These days prescription painkillers and heroin is taking more lives due to overdose than any other type of drugs, and this has made doctors and government officials around the country to look out a solution.

This Tuesday at a hospital in Virginia, the emergency department received a new 14-point guideline that is focused on curbing opioid misuse and addiction. This guideline encourages doctors to avoid the prescription painkillers to their patients and to give them a three-day supply in really extreme cases.

Painkiller-cancer-treatment
The pain-killer and anti-inflammatory drug, Diclofenac, may have peculiar anti-cancer properties. Credit: Huffington Post

The main goal doing this is to limit and short down the number of people who use narcotic painkillers in the long run and at least that hospitals acknowledge that the police might be on a spike in heroin use.

The vice president of clinical services and chief executive for VCU Hospitals, Dr. John F. Duval stated that this is an important first step to stop the addiction problems. “Our hospitals, our physicians, our clinicians across the country are on a front line that knows no boundary. So any solution that we bring forward has to be multifaceted, it has to be multidimensional”

The state of Virginia in an effort to fight this broken treatment situation, it is expected that on the next fiscal year budget of about $11 million, that will be used to eliminate the often month-long waiting list where the poorest addicts are looking when their request to help them on state treatment centers.

Also, President Barack Obama compared last month the growing death toll as a treatment that must be positioned alongside the promotion of a strong economy and the threat of terrorism on the federal government’s priority list, where he will seek about $1.1 billion to expand the treatments on opioid addictions.

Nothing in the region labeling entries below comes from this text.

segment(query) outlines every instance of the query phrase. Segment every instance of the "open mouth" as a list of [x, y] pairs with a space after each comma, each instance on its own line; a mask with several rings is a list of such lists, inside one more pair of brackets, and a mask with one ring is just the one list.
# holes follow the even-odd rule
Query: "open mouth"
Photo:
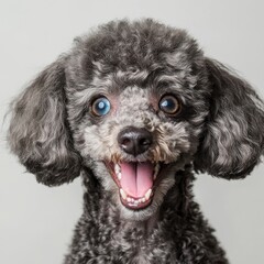
[[161, 163], [151, 162], [108, 164], [124, 207], [139, 210], [151, 205], [161, 166]]

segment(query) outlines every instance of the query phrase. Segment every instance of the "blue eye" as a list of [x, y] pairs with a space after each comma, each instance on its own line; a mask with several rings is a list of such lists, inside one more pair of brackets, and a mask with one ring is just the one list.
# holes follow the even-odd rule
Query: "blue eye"
[[97, 117], [106, 116], [110, 109], [110, 101], [106, 97], [97, 98], [91, 105], [91, 113]]
[[167, 114], [175, 114], [180, 109], [179, 101], [172, 95], [164, 96], [158, 102], [158, 107], [163, 112]]

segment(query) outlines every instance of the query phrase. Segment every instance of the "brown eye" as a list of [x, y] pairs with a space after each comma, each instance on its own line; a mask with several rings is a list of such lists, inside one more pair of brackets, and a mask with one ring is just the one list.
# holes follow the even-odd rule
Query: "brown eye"
[[167, 95], [162, 97], [158, 102], [160, 109], [167, 114], [175, 114], [179, 111], [180, 105], [175, 96]]
[[110, 101], [106, 97], [99, 97], [91, 103], [91, 113], [97, 117], [108, 114], [110, 109]]

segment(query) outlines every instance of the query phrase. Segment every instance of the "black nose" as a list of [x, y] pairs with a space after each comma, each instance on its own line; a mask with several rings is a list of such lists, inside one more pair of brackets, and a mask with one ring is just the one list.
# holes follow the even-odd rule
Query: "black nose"
[[153, 142], [146, 129], [128, 127], [118, 134], [118, 143], [125, 153], [136, 156], [147, 151]]

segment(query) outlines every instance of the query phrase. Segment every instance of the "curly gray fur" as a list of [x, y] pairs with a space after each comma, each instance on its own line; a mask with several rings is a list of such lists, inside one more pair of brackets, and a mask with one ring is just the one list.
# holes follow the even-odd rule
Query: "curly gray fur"
[[[174, 95], [180, 112], [158, 109]], [[91, 114], [98, 96], [111, 102]], [[206, 57], [185, 31], [153, 20], [114, 21], [76, 40], [12, 103], [9, 142], [38, 182], [81, 175], [84, 213], [65, 260], [73, 263], [228, 263], [193, 200], [193, 170], [249, 175], [264, 148], [263, 102], [251, 86]], [[144, 128], [154, 143], [139, 155], [117, 138]], [[150, 206], [122, 205], [108, 163], [162, 163]]]

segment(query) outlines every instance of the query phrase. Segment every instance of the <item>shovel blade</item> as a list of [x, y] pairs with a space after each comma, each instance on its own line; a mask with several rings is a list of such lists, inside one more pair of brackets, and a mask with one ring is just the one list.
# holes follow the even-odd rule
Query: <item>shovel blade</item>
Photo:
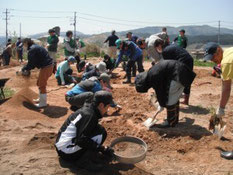
[[152, 127], [155, 123], [157, 122], [157, 120], [153, 120], [152, 118], [148, 118], [145, 122], [143, 122], [143, 125], [147, 128]]
[[221, 124], [215, 125], [213, 134], [217, 135], [220, 139], [223, 136], [225, 129], [226, 129], [226, 125], [223, 126], [221, 126]]

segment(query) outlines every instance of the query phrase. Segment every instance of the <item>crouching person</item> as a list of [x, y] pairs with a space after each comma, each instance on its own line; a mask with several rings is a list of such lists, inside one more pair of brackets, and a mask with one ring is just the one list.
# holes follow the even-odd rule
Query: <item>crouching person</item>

Painkiller taking over lives

 Actually, the prescription of painkillers and heroin have killed more than 4,400 people just in Virginia since 2007, and more than 1,300 babies were born addicted to these drugs from 2011 to 2014.

Agencies and task forces created by the Virginia government have been working trying to help treat addiction and reduce significantly the number of overdoses, but so far those attempts have failed due the rise of the death from prescription painkillers and heroin that were on pace to rise about 10 percent from the first three-quarter of 2015.